In general, it’s better to get your fiber from whole foods than from fiber supplements. An apple, a handful of nuts, a serving of beans or whole grains, a carrot are going to include more than one type of fiber, plus a host of beneficial vitamins, minerals and phytochemicals — in fact, some of the health benefits associated with eating enough fiber may be due to the fact that fiber-rich plant foods are nutritious and health-promoting in other ways.
So what might a fiber-rich day look like? This example provides 40 grams of fiber:
• 1 cup cooked oatmeal with ½ cup blueberries and ¼ cup almonds (9.3 grams)
• Salad with 2 cups mixed greens, ½ cup chickpeas and ½ cup avocado (15.8 grams)
• Salmon with 1 cup brown rice and 1 cup broccoli (8.7 grams)
• One medium apple with skin, sliced, with 2 tablespoons peanut butter (6.7 grams)

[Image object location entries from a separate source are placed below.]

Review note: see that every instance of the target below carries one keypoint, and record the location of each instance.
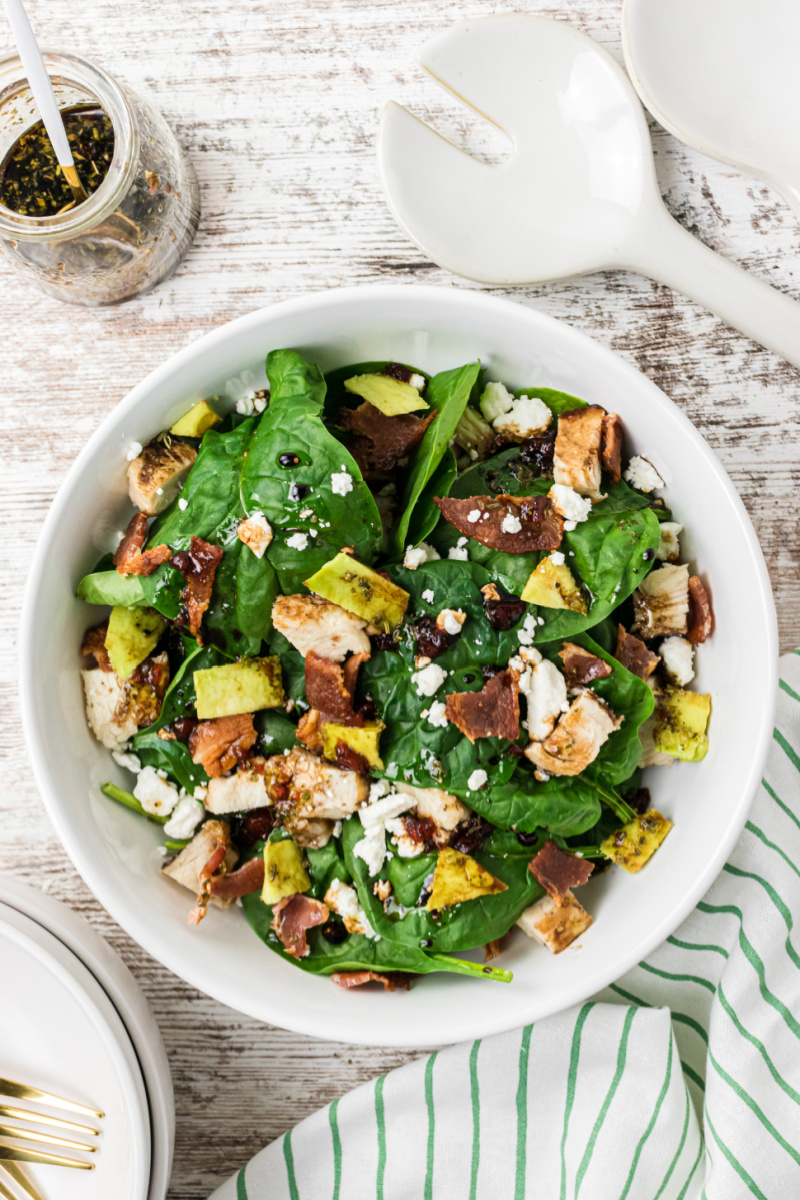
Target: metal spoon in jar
(42, 88)
(578, 192)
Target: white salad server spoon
(578, 192)
(722, 76)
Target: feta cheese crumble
(642, 474)
(341, 481)
(458, 552)
(678, 657)
(154, 793)
(428, 681)
(569, 504)
(186, 817)
(437, 714)
(511, 523)
(257, 533)
(415, 556)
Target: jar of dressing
(143, 204)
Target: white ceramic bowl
(114, 850)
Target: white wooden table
(277, 103)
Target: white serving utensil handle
(665, 251)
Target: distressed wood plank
(277, 103)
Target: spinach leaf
(174, 757)
(356, 952)
(288, 475)
(447, 393)
(609, 552)
(462, 927)
(112, 588)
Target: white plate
(115, 851)
(124, 993)
(60, 1032)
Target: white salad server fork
(578, 192)
(689, 61)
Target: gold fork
(10, 1155)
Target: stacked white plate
(73, 1021)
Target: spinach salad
(386, 655)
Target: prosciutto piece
(493, 712)
(558, 873)
(198, 565)
(131, 558)
(292, 919)
(218, 745)
(516, 525)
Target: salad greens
(432, 852)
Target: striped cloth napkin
(680, 1081)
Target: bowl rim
(355, 1030)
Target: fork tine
(17, 1174)
(23, 1092)
(8, 1110)
(17, 1155)
(46, 1139)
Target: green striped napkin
(678, 1083)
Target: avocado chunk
(553, 586)
(284, 874)
(457, 877)
(194, 423)
(241, 687)
(358, 588)
(637, 841)
(390, 396)
(681, 721)
(364, 739)
(132, 635)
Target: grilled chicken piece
(445, 810)
(157, 474)
(661, 603)
(577, 738)
(116, 708)
(240, 792)
(311, 623)
(555, 925)
(577, 462)
(187, 868)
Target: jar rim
(71, 70)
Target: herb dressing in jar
(142, 209)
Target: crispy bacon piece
(558, 873)
(390, 979)
(218, 745)
(540, 526)
(382, 441)
(612, 453)
(198, 565)
(581, 667)
(94, 642)
(292, 919)
(701, 618)
(239, 883)
(330, 688)
(493, 712)
(633, 654)
(131, 558)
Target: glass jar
(136, 228)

Here are some more general tips about the importance of fiber:
• Include whole grain, high-fiber cereal in your breakfast.

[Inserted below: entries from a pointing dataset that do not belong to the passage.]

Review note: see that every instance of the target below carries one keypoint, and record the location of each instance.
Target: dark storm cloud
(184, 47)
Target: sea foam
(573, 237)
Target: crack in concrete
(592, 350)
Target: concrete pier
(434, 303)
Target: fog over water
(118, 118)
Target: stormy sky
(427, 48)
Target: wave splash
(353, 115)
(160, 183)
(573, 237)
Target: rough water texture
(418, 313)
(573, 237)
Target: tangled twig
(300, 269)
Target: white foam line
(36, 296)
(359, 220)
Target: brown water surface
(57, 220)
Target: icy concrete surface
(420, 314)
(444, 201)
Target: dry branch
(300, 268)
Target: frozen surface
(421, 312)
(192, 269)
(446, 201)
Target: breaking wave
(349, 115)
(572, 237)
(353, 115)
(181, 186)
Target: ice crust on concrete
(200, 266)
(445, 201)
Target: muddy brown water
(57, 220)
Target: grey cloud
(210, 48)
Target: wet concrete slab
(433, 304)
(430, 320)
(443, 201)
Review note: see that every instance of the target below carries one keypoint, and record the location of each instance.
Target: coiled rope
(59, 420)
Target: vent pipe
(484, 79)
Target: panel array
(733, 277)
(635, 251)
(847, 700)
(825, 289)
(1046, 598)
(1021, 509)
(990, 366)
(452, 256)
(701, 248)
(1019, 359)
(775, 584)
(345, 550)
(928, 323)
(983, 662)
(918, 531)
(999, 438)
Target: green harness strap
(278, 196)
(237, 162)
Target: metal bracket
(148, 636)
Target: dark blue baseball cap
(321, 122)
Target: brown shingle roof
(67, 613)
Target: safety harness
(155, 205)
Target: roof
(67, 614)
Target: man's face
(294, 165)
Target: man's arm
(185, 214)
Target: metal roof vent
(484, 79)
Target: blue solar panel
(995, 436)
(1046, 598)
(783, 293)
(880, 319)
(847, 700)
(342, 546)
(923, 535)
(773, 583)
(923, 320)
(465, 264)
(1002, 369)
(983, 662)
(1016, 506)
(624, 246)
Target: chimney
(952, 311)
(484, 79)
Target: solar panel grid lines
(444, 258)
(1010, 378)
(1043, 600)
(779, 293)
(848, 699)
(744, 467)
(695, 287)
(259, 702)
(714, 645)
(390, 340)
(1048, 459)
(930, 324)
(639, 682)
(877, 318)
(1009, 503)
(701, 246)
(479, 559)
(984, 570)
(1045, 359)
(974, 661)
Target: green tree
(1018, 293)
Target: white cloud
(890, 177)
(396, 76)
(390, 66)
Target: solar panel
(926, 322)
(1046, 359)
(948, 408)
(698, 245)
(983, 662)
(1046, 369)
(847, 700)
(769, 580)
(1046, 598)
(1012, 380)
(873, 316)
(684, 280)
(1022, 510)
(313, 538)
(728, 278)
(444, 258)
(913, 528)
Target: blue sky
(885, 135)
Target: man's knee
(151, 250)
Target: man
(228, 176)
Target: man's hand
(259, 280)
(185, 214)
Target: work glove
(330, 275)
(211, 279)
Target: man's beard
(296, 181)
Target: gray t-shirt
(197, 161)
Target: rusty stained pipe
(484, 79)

• Opt for whole fruit rather than fruit juice.
• Add chia seeds or ground flaxseeds to smoothies or hot cereal.
• Add extra vegetables, beans, lentils or split peas to soups.
• Top plain yogurt with fresh fruit and nuts or seeds.
• Add more meatless meals that use beans or lentils for protein.
• Sprinkle nuts or seeds instead of croutons on salads.
• Bake with whole wheat pastry flour instead of all-purpose flour.
• Snack on fresh fruit with nuts (or nut butter) or raw veggies dipped in hummus.
While getting enough fiber is good for you, there can be too much of a good thing. Consuming excessive amounts of fiber can cause digestive distress and interfere with absorption of certain nutrients, including calcium.
If you’re not currently consuming enough fiber, increasing your intake too quickly can also be uncomfortable — and embarrassing, if it leads to increased flatulence.
Increase your fiber intake gradually so your digestive system can adjust, and make sure you are also drinking enough water to avoid becoming constipated.
It’s also important to note that while fermentable fiber is good for us, many types can cause digestive distress in people who have irritable bowel syndrome (IBS).